Israel Keluarkan Peringatan Evakuasi bagi Warga Ibu Kota Iran

Seperti apa peringatan evakuasi yang dirilis Israel? Berikut selengkapnya!

Diperbarui 17 Juni 2025, 06:21 WIB
Share
Copy Link
Batalkan

Liputan6.com, Teheran - Pasukan Israel pada Senin (16/6/2025) mengeluarkan perintah evakuasi kepada warga di wilayah yang cukup luas di Teheran, Iran, memperingatkan mereka tentang kemungkinan pengeboman terhadap infrastruktur militer di wilayah tersebut. 
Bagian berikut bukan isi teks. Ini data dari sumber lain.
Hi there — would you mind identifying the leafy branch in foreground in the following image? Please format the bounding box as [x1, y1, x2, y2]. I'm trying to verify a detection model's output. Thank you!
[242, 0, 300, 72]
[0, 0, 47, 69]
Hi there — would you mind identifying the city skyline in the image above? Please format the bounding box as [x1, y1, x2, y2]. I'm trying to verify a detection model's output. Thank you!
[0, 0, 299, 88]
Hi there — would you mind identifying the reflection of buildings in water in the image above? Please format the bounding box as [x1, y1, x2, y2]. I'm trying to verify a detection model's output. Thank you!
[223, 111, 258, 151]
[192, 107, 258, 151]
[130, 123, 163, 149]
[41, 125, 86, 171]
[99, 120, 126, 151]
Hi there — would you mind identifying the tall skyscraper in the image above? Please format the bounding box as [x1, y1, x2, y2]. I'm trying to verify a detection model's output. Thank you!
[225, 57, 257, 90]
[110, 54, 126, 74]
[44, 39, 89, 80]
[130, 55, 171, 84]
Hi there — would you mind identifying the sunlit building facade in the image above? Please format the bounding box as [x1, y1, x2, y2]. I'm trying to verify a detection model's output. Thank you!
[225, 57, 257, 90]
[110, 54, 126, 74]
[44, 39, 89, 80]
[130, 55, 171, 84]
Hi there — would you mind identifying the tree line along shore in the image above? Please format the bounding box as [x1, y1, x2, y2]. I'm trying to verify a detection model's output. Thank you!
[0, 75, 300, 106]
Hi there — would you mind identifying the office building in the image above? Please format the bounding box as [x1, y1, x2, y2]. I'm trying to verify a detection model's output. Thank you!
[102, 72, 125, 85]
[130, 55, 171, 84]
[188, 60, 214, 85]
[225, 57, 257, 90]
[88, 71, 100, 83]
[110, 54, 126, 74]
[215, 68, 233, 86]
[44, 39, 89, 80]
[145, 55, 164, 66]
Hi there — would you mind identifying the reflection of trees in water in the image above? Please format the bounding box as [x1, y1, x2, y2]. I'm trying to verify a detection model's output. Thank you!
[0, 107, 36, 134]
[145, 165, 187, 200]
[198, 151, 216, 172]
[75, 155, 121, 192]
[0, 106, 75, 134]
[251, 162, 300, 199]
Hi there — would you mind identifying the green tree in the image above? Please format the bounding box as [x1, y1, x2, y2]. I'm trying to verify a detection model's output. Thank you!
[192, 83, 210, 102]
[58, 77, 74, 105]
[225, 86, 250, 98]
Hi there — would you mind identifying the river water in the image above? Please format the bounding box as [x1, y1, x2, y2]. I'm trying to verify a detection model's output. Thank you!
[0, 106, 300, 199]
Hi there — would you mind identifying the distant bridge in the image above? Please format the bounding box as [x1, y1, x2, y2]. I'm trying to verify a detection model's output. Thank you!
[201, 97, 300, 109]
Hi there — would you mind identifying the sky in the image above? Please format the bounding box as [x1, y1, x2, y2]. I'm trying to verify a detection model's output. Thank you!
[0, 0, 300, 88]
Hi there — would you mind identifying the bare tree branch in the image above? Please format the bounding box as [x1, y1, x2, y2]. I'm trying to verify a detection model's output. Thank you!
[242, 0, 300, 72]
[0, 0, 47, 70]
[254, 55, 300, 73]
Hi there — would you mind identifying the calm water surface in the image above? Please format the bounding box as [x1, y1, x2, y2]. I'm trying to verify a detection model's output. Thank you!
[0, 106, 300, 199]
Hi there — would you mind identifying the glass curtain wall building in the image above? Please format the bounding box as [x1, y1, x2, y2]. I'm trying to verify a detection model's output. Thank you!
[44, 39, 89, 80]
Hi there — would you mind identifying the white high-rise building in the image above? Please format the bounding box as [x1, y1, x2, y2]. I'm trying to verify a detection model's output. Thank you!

Peringatan tersebut berasal dari unggahan akun juru bicara militer Israel untuk urusan Arab Kolonel Avichay Adraee. 

 

Unggahan Adraee di media sosial menyertakan sebuah peta yang menunjukkan wilayah besar di Distrik 3 Teheran bagian utara yang diarsir (diwarnai) merah, dengan cara yang sama seperti dia biasanya menyajikan perintah evakuasi bagi warga Palestina di Gaza. Demikian seperti dilansir The Guardian.

"Warga yang terhormat, demi keselamatan Anda, mohon segera tinggalkan wilayah yang ditandai di Distrik 3 Teheran," demikian pesan tersebut dalam bahasa Persia.

"Dalam beberapa jam ke depan, tentara Israel akan menyerang infrastruktur militer rezim Iran di wilayah ini, seperti yang telah dilakukan dalam beberapa hari terakhir di Teheran. Kehadiran Anda di area ini membahayakan nyawa Anda."

 

Netanyahu: Kematian Khamenei Akhiri Konflik

Saat berbicara kepada personel di pangkalan udara Tel Nof, Perdana Menteri Israel Benjamin Netanyahu mengonfirmasi perintah evakuasi tersebut.

"Angkatan udara Israel kini menguasai langit di atas Teheran. Ini mengubah seluruh jalannya serangan," ujarnya.

"Ketika kami menguasai langit Teheran, kami menyerang sasaran rezim — berbeda dengan rezim Iran yang kriminal, yang menargetkan warga sipil kami dan datang untuk membunuh perempuan dan anak-anak. Kami memberi tahu rakyat Teheran untuk mengungsi baru kami bertindak."

Netanyahu kemudian menyatakan bahwa membunuh Pemimpin Tertinggi Iran Ayatullah Ali Khamenei akan mengakhiri konflik.

Setelah serangan mengejutkan Israel pada Jumat (13/6) pagi, Iran membalas dengan meluncurkan serangan drone dan rudal ke kota-kota Israel, terutama menyasar wilayah padat penduduk antara Tel Aviv dan pelabuhan Haifa.